On the background of anger concerning the purchasing power, the government ruled out from the outset to touch the level of compensation. Another guarantee, the Minister of Labor also assured that he would not modify the conditions of access to unemployment insurance, ie the fact of having worked six months over a reference period of 24 months. Note that this component had already been tightened during the previous unemployment reform, a year ago. This time, the government has decided to tackle the duration of compensation, maintaining “a floor”, confirmed Olivier Dussopt, Sunday, in the program Le grand rendez-vous Cnews / LesEchos / Europe 1.
To understand the extent of this reform of unemployment insurance, we must return to the current situation: today, the duration of compensation is set at a maximum of 24 months up to the age of 53; 30 months between 53 and 54 years old; 36 months after age 55. Concretely, this protective straitjacket will break if the labor market is dynamic. According to several union and employer negotiators who had bilateral discussions this week with his cabinet, the Minister will announce that beyond a minimum floor of 6 months, the duration of compensation will be modulated according to the evolution of the rate unemployment for all people who have had their contract terminated after February 1, 2023, the date on which the reform should be applied.
A compensation period reduced by 25%
When the labor market situation is considered to be good, the duration of compensation will be reduced by a coefficient which will be specified on Monday, probably between 0.75 and 0.9, according to these sources. Currently, this coefficient is 1, which allows you to benefit from 24 months of unemployment (the maximum allowed, for those under 55) after 24 months of work. According Ie Sunday newspaper, the rate of 75% would have been chosen. This would mean that a compensation period of 24 months would be reduced to 18 months. “In the event of an economic storm, this limit will be raised to 24 months”, specifies the JDD.

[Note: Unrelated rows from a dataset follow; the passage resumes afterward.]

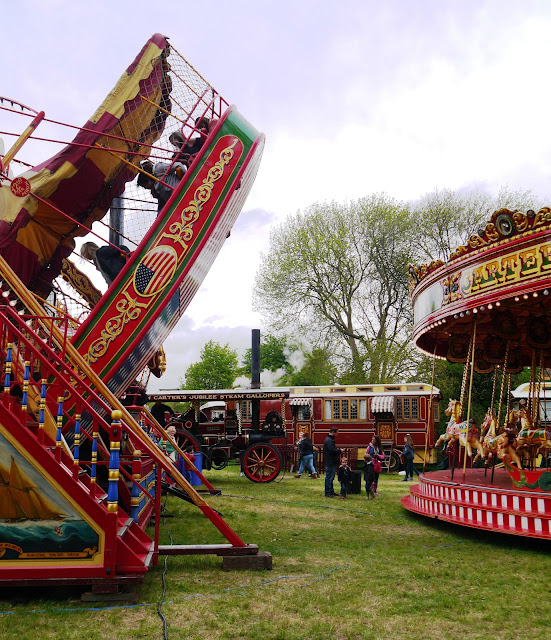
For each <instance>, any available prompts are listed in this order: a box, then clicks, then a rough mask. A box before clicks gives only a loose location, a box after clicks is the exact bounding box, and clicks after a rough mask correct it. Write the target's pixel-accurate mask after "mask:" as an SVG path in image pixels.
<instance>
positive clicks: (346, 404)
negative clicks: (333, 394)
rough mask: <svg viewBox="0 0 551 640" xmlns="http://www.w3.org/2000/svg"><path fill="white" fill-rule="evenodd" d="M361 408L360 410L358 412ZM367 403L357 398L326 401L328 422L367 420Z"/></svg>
mask: <svg viewBox="0 0 551 640" xmlns="http://www.w3.org/2000/svg"><path fill="white" fill-rule="evenodd" d="M358 408H359V410H358ZM366 416H367V401H366V400H359V401H358V399H357V398H339V399H336V398H335V399H334V400H326V401H325V415H324V417H325V419H326V420H365V419H366Z"/></svg>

Could the rights change along the way if the economic situation changes? “The government has promised that the benefit payment period will never decrease once it begins,” writes the weekly. The main losers of this reform are seniors, who could be covered by long-term compensation, having worked for a longer, or even complete, period. While they were protected for three years, they will only be protected for 27 months, the reduction coefficient applying to the 36 months from which they benefit. Unlike other previous measures, this reform concerns all workers, even those who have been active continuously.

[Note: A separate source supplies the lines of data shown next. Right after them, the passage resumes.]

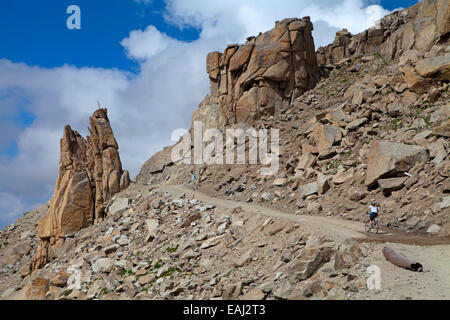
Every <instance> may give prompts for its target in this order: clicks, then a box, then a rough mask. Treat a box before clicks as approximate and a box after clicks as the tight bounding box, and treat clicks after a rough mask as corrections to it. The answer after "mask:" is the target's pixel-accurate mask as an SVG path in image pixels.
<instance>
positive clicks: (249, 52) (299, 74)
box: [136, 17, 319, 183]
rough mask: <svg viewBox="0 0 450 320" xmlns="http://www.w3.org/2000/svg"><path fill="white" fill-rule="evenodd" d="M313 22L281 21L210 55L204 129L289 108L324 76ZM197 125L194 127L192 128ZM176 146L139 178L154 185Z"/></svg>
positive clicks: (248, 119)
mask: <svg viewBox="0 0 450 320" xmlns="http://www.w3.org/2000/svg"><path fill="white" fill-rule="evenodd" d="M312 30H313V25H312V23H311V21H310V19H309V17H304V18H302V19H297V18H291V19H284V20H282V21H277V22H276V23H275V27H274V28H273V29H272V30H269V31H267V32H264V33H260V34H259V35H258V36H257V37H249V38H248V40H247V42H246V43H245V44H243V45H238V44H232V45H228V47H227V48H226V49H225V51H224V52H223V53H221V52H217V51H214V52H211V53H209V54H208V55H207V57H206V72H207V73H208V74H209V80H210V88H211V91H210V94H209V95H207V96H206V97H205V98H204V100H203V101H202V102H201V103H200V105H199V108H198V109H197V110H196V111H195V112H194V114H193V116H192V122H194V121H201V122H202V128H203V131H205V130H207V129H210V128H217V129H224V128H225V127H227V126H230V125H233V124H239V123H248V124H253V123H254V121H255V120H257V119H260V118H261V117H262V116H268V115H273V114H274V113H275V112H277V111H279V110H280V109H281V108H283V107H287V106H289V105H291V104H292V102H293V101H294V100H295V99H296V98H297V97H299V96H300V95H302V94H303V93H304V92H305V91H307V90H309V89H311V88H313V87H314V85H315V84H316V82H317V81H318V80H319V78H318V77H319V74H318V67H317V60H316V54H315V52H314V40H313V38H312V36H311V31H312ZM191 129H192V128H191ZM171 150H172V148H171V147H167V148H165V149H164V150H162V151H160V152H158V153H156V154H155V155H154V156H153V157H152V158H151V159H149V160H148V161H147V162H146V163H145V164H144V165H143V166H142V168H141V171H140V173H139V175H138V176H137V178H136V179H137V181H138V182H140V183H151V178H152V175H153V174H156V173H160V172H162V171H163V170H164V168H165V167H167V166H170V165H171V164H172V160H171V155H170V153H171Z"/></svg>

To have this reform adopted, deputies and senators reached a compromise in a joint committee at the beginning of November, at the cost of a hardening imposed by the LR senators, to which the minister was initially opposed. It was added that two refusals in one year of a CDI after a CDD or an interim contract on the same post, the same place and with the same remuneration, will lead to the loss of unemployment compensation. It will be up to the employer to inform Pôle emploi. It is difficult to know how this measure will apply.

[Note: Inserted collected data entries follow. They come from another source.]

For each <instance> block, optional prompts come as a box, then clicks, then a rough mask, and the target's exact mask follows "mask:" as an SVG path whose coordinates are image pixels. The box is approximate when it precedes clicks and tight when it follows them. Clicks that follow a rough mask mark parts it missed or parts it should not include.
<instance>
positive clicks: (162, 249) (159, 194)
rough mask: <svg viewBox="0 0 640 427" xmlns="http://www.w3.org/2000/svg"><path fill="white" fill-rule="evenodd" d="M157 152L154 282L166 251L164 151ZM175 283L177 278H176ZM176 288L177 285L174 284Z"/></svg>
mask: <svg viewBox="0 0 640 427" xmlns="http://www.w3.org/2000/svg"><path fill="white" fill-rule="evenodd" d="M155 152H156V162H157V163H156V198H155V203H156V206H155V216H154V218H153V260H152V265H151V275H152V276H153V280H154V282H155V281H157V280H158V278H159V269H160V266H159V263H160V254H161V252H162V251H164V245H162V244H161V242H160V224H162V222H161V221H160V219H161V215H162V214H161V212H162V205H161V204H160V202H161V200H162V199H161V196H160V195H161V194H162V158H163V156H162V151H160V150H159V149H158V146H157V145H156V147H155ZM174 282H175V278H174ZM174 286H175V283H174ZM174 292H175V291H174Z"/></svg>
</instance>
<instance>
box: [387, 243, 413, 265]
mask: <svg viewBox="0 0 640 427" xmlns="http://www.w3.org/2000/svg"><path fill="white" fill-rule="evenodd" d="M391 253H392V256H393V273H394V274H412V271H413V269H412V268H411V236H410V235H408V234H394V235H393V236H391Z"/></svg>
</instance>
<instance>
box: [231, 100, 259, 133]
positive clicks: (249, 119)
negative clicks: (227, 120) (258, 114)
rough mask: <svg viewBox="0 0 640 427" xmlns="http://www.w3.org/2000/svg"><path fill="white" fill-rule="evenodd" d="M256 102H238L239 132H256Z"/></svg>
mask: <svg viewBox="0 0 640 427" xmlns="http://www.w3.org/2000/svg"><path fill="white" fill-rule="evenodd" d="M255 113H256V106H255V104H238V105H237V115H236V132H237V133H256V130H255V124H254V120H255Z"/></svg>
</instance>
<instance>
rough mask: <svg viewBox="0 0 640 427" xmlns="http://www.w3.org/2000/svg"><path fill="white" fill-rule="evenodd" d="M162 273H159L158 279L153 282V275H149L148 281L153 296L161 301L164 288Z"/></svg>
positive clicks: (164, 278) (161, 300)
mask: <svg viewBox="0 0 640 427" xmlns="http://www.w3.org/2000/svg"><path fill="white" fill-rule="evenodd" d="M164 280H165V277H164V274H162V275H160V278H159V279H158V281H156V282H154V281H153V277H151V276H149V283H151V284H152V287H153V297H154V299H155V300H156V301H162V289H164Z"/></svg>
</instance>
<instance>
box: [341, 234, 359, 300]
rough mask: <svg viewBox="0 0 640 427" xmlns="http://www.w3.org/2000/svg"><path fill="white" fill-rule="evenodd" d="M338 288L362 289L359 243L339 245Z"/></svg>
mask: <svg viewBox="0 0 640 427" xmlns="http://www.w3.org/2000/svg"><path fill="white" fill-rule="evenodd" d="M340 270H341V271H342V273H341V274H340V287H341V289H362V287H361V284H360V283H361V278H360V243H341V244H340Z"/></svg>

The way to assess the unemployment rate – threshold, dynamics – will also be specified today. But if unemployment stays around its current level of between 7.3 and 7.4 percent year-to-date, the term reduction will apply, the sources say. The executive insists that there is an urgent need to face the recruitment difficulties of companies, and makes this reform a first stone of its strategy to achieve full employment in 2027, i.e. an unemployment rate of around 5%. A goal that the minister considers “always achievable”.